In court Thursday, Evans told his attorney, James McClellan, that Cook actually made those comments after the shooting, not on the way to Advance.
"That was something he said on our way back to Dexter," he said.
During cross-examination, Oliver asked Evans a series of questions about the word "dope," ultimately asking him what he thought the term meant when Cook used it in reference to Crow on the way to Advance.
"First of all, I don't remember him saying that on the way up there. It was on the way back," Evans said.
Oliver pressed him on the issue, reminding him that during interrogation, he had told investigators Cook said it on the way to Advance.
"I was recalling the events to the best I could," Evans said, adding he was too intoxicated at the time to remember events in their correct sequence.
At one point during his testimony, Evans choked back tears as he described a moment when Cook threatened his best friend, Brent Montgomery, with a gun.
"He put it to his head and said if he said a word, he would do the same thing to him that he did to the victim," Evans said.
Oliver referred to Evans' tears as a "theatrical performance," drawing an objection from McClellan -- which Judge William Syler sustained -- and asked Evans why he did not tell investigators about Cook's threat.
"I was drunk, I didn't have much sleep, and I was recalling everything I could recall on something that was very traumatic that happened four days before," Evans said.

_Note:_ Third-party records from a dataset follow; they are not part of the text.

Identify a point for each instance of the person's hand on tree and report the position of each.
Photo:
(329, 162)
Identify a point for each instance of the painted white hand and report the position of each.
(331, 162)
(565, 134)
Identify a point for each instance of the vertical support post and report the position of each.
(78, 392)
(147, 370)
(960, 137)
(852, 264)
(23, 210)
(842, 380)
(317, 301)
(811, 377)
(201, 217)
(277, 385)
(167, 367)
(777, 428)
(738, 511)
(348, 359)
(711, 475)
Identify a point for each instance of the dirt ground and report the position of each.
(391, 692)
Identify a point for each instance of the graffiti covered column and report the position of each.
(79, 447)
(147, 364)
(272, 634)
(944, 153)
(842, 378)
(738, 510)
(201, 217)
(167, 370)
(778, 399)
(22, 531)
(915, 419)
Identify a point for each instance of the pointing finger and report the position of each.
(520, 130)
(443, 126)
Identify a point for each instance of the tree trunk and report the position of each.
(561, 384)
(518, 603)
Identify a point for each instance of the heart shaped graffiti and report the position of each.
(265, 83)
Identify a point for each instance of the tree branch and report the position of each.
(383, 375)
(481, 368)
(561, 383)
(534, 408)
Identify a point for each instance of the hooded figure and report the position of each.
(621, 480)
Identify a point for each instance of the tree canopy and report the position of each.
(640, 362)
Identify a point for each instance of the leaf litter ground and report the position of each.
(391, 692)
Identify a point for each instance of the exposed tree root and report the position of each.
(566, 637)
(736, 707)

He admitted he initially had been uncooperative with police, running when they came to question him and lying about the trip to Advance.
Near the end of his testimony, however, Evans suggested he was not the only one who had been untruthful.

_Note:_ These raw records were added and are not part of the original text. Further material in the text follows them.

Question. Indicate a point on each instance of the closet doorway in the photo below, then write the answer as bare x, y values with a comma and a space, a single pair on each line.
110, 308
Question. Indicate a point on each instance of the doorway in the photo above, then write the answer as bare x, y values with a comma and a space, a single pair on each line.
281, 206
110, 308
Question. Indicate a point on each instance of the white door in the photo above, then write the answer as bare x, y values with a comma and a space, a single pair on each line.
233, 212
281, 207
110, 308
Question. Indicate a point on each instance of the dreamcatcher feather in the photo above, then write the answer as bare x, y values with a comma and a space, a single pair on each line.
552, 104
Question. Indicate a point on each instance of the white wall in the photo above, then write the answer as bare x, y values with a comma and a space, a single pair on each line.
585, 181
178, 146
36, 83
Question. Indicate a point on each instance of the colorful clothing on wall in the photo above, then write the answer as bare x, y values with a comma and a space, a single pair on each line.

"I stood in the living room with multiple troopers. … They told me as long as I fully cooperated with law enforcement from here on out, there would be no charges filed," he said.

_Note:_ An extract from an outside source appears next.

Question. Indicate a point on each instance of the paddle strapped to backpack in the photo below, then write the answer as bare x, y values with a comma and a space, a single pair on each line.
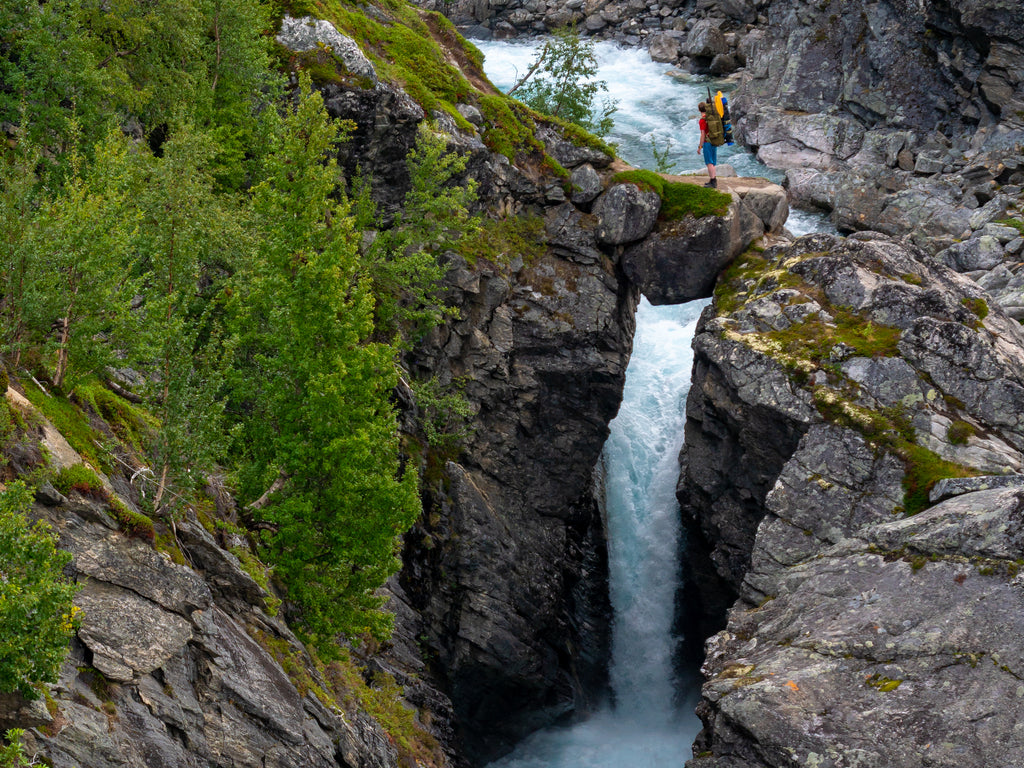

McClellan asked who told him that.
"Russell Oliver, the prosecutor," Evans answered.
The jury also heard testimony Thursday from Evans' mother, Glynis Evans, who described him as "a gentle person." She said the morning after his interview with police, he seemed exhausted and told her he hadn't slept in three days.
Under questioning by Oliver, Evans' ex-wife, Nikki Evans, said he had broken her arm in 2005 when he threw a lawn chair at her during an argument.
McClellan asked her about the circumstances surrounding the argument, which she acknowledged had to do with her husband's discovery that she had been unfaithful.
Crow's father, Bob Crow, also testified, countering Evans' earlier assertion that he did not know the victim.
Bob Crow said his son and Evans both had participated in a horseshoe tournament he hosted at his home in 2011 or 2012.
Closing arguments are set for this morning, with deliberations to begin afterward.
Cook's case is set for trial in December in Dunklin County, Mo.